Installation on Ubuntu 18.04, 20.04 and 22.04

Ant Media Server now automatically utilizes the GPU with CUDA version 11.8, which is why it is necessary to install it.

To install, follow this link and select the settings according to your operating system and architecture. You can then use the commands provided to complete the installation.

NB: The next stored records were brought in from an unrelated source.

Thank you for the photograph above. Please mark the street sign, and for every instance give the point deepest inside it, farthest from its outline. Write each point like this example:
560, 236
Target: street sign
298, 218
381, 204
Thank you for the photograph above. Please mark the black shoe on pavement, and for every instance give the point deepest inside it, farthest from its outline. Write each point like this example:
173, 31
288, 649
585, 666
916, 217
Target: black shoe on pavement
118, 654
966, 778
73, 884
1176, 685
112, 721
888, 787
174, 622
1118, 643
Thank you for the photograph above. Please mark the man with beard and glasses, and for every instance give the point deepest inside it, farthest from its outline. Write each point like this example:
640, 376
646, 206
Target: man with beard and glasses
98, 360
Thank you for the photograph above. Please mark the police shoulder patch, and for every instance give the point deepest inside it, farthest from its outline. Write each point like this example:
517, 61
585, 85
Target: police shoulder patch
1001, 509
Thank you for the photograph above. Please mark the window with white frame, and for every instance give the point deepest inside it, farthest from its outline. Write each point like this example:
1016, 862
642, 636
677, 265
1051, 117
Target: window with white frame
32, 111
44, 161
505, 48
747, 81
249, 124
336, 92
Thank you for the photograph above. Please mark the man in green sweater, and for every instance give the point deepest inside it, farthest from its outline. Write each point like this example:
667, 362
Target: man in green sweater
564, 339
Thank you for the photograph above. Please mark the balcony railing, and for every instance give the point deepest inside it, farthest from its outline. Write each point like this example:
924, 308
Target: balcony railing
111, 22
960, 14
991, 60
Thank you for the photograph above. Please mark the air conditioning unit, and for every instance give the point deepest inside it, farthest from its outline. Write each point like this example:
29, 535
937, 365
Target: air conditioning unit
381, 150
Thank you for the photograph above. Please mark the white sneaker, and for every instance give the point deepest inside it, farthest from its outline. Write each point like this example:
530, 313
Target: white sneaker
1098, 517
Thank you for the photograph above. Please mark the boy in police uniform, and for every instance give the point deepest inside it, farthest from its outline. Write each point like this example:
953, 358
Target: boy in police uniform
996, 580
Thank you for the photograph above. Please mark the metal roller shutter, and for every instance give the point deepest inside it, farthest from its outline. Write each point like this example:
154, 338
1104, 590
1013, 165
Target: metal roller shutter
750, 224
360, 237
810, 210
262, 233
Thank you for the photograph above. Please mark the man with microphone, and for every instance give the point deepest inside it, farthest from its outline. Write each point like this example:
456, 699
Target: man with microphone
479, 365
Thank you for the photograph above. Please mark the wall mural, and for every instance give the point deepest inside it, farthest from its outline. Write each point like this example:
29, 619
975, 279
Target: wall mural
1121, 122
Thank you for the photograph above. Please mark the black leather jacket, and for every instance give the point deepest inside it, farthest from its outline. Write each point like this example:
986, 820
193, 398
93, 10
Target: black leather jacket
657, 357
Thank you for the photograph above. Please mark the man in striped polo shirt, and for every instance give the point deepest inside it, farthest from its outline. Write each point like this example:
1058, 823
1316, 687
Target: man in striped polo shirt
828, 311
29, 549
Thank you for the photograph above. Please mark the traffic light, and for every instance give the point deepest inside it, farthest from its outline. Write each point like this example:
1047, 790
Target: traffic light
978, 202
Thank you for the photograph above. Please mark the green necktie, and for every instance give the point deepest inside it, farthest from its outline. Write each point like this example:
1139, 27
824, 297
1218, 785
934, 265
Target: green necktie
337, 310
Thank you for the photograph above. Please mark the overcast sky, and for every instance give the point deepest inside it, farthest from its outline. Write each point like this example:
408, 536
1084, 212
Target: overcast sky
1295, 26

Refer to the screenshot below for further guidance.

Instead of using sudo apt-get -y install cuda command to download whole CUDA package, we will just install the limited package of CUDA 11.8 to decrease installation time and space.

Ubuntu 18.04

sudo wget https://developer.download.nvidia.com/compute/cuda/repos/ubuntu1804/x86_64/cuda-keyring_1.0-1_all.deb
sudo dpkg -i cuda-keyring_1.0-1_all.deb
sudo apt-get update
sudo apt-get install cuda-runtime-11-8

Ubuntu 20.04

sudo wget https://developer.download.nvidia.com/compute/cuda/repos/ubuntu2004/x86_64/cuda-keyring_1.0-1_all.deb
sudo dpkg -i cuda-keyring_1.0-1_all.deb
sudo apt-get update
sudo apt-get install cuda-runtime-11-8

Ubuntu 22.04

Ant Media Server officially supports Ubuntu 22.04 on versions 2.6 and higher.

sudo wget https://developer.download.nvidia.com/compute/cuda/repos/ubuntu2204/x86_64/cuda-keyring_1.0-1_all.deb
sudo dpkg -i cuda-keyring_1.0-1_all.deb
sudo apt-get update
sudo apt-get install cuda-runtime-11-8

NVIDIA A10 Tensor Core GPU

If you are using a GPU instance of the NV4as_v4/NV6ads family from Azure Marketplace, which features the NVIDIA A10 Tensor Core GPU, you may need to install the NVIDIA GRID drivers to ensure proper GPU functionality.

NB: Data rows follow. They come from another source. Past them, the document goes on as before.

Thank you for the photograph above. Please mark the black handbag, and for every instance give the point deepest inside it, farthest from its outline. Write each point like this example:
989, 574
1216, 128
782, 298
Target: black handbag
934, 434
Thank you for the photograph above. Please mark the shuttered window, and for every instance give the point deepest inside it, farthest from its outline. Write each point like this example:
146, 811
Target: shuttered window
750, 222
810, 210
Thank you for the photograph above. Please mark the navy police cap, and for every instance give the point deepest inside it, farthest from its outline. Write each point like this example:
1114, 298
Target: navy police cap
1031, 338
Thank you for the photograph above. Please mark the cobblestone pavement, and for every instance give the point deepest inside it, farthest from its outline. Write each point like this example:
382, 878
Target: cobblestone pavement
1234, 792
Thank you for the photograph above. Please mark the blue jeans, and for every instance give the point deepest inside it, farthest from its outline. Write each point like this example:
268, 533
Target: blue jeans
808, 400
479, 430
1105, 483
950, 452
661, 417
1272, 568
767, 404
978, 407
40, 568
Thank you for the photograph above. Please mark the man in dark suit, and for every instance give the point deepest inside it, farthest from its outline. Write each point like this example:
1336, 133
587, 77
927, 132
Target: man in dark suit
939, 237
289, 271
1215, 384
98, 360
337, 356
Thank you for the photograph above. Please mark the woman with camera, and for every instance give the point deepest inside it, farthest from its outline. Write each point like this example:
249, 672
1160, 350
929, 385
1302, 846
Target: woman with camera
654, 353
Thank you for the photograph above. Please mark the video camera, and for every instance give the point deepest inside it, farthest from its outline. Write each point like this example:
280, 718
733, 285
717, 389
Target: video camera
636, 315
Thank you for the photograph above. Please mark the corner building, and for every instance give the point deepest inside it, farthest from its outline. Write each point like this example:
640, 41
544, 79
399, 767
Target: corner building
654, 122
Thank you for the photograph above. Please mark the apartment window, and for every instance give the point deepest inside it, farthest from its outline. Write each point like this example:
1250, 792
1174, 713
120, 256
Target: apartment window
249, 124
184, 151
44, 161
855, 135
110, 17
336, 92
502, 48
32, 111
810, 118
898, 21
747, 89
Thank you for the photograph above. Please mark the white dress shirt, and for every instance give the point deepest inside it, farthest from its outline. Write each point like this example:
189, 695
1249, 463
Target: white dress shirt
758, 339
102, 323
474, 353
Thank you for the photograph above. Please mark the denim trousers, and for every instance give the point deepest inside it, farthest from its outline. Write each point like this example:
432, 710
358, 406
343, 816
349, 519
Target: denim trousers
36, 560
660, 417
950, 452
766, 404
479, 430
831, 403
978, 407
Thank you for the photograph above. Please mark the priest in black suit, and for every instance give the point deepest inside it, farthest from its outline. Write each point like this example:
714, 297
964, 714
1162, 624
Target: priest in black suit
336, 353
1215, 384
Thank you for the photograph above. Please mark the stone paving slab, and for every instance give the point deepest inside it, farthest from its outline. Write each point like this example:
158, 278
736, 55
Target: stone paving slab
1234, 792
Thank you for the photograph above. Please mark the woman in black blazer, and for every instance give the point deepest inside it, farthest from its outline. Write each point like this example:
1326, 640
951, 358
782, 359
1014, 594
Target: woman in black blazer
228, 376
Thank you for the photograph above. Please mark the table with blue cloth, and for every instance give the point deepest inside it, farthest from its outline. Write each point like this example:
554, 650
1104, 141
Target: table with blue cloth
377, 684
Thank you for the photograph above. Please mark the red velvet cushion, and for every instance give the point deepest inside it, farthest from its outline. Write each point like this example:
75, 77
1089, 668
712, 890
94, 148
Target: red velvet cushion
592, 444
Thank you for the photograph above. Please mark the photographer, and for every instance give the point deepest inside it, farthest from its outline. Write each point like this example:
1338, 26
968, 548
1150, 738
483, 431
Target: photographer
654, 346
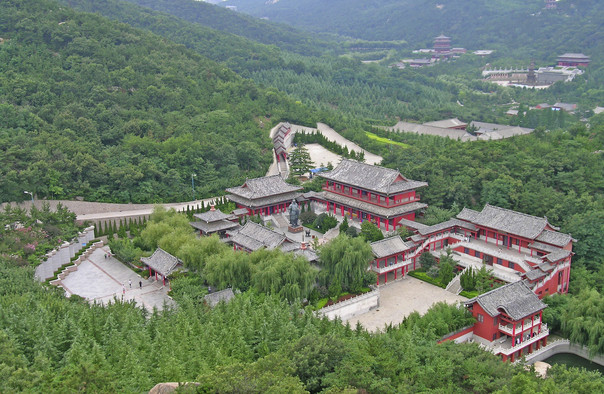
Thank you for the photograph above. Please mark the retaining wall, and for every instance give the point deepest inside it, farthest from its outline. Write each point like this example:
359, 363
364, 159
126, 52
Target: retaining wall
353, 306
58, 257
563, 346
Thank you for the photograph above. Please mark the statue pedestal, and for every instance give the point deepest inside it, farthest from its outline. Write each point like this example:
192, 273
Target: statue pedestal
295, 229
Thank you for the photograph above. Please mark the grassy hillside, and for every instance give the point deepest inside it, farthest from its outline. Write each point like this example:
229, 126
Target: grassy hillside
98, 109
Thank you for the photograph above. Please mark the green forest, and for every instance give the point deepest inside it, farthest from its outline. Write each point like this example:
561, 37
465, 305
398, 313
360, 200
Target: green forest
111, 101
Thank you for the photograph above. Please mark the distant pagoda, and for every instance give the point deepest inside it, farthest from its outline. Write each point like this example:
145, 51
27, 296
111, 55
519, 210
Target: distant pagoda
442, 44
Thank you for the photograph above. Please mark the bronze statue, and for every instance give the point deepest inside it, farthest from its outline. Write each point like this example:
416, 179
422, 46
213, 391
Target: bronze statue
294, 213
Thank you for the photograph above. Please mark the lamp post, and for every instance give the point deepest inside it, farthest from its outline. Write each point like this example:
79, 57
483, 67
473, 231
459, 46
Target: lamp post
31, 194
193, 184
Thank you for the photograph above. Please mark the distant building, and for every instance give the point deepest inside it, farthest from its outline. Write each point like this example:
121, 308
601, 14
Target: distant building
452, 123
574, 60
442, 44
566, 107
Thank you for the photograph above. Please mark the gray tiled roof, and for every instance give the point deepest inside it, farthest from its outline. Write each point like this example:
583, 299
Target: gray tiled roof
263, 202
554, 238
516, 299
468, 214
509, 221
263, 187
374, 209
240, 211
375, 178
213, 299
544, 247
214, 226
211, 216
558, 255
389, 246
448, 224
162, 262
253, 236
535, 274
446, 123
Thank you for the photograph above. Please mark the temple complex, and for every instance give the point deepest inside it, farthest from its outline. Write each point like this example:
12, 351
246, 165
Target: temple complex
161, 263
214, 221
252, 237
509, 321
264, 196
512, 245
365, 192
574, 60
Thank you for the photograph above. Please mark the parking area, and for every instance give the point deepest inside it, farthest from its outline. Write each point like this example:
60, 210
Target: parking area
399, 299
105, 279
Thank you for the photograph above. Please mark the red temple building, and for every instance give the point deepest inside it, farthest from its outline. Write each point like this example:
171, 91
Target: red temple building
264, 196
509, 321
573, 60
391, 257
366, 192
513, 246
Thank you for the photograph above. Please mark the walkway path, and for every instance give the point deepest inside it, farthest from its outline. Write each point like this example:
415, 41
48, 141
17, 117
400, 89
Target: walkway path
103, 280
399, 299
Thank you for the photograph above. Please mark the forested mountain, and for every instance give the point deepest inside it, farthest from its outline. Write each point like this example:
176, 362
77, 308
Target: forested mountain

sudo wget https://storage.googleapis.com/nvidia-drivers-us-public/GRID/vGPU15.2/NVIDIA-Linux-x86_64-525.105.17-grid.run
sudo chmod +x NVIDIA-Linux-x86_64-525.105.17-grid.run
sudo ./NVIDIA-Linux-x86_64-525.105.17-grid.run
sudo reboot

Check the usage of GPU

After installation of CUDA toolkit, you can run the command below to see the status of your GPU.

nvidia-smi

You can install Ant Media Server using the usual method, or if you have already installed it, you can restart the Ant Media Server.

sudo service antmedia restart

You will see output below if the GPU is in use.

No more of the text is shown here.